My poor baby, I sob as I watch one of them struggle. My chest tightens – guilt or anxiety? This is my fault. My own parents don’t struggle with anxiety so I’m not sure who I blame mine on, but I am intent, at least this time, on taking the full responsibility of my childrens’ anxiety. They don’t deserve anxiety… but you know what? Neither do I. I do not deserve to punish myself, to dwell, to list my faults as though anyone were asking for a resume. There’s another thing anxiety loves – a martyr. Anxiety is all too happy to make me feel like the cause, the root, the flawed genetic pool from which my children draw all their struggles. My thoughts continue to race. 

But then something almost beautiful happens. 

My son is struggling. He can’t sleep. He’s worked out all of the ways someone could break into his room, and he’s terrified. I see myself in my child again. It’s not what I’d like to see. It’s not my good handwriting or my green eyes, but it’s me.
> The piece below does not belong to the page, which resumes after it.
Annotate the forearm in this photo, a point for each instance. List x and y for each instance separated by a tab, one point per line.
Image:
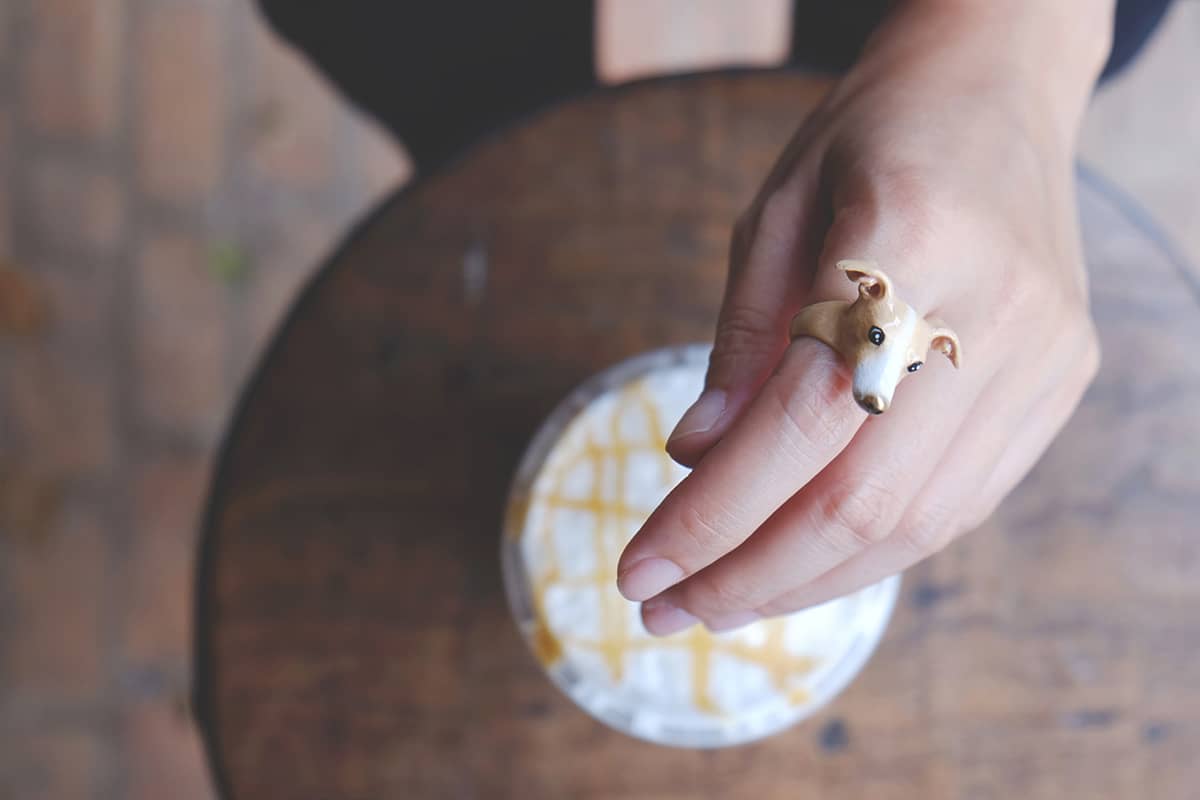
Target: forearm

And I know just how he feels. 

All those years of childhood hand wringing, all those years of sitting alone in the dark, eyes flitting back and forth, writing down every license plate I saw, all those moments of absolute terror, no one knew what was happening. No one knew what I was experiencing, and no one knew it wasn’t normal – which meant that no one could help me. But I, the anxious parent, know just what this anxious boy of mine is going through. I know the thought process and the tight chest. I know what he’s feeling, and I know what he needs. I can help him

Sure, he’s likely experiencing this fear because of me. But even if it comes from me, he can find comfort in me, he has an advocate in me. He is not alone. He is not misunderstood. He is not misdiagnosed. He is an anxious child with an anxious parent, who can tell him he’s okay and mean it. He can walk into my room after midnight and simply say, “I’m having a lot of anxiety tonight,” and know that he is accepted, understood, empathized with, and not alone. He can speak freely about his struggles and know just what they are, can give voice to his feelings (which often helps to weaken them). 

My boy may have gotten this anxiety from me, but he’s also gotten understanding, love, acceptance, and tools from me. Because their anxiety is recognized by me, my children have access to therapies and methods and advocacy that I did not. Because their anxiety is treated, their struggles will look a lot different than my own did. Because they have an anxious parent, they are not alone.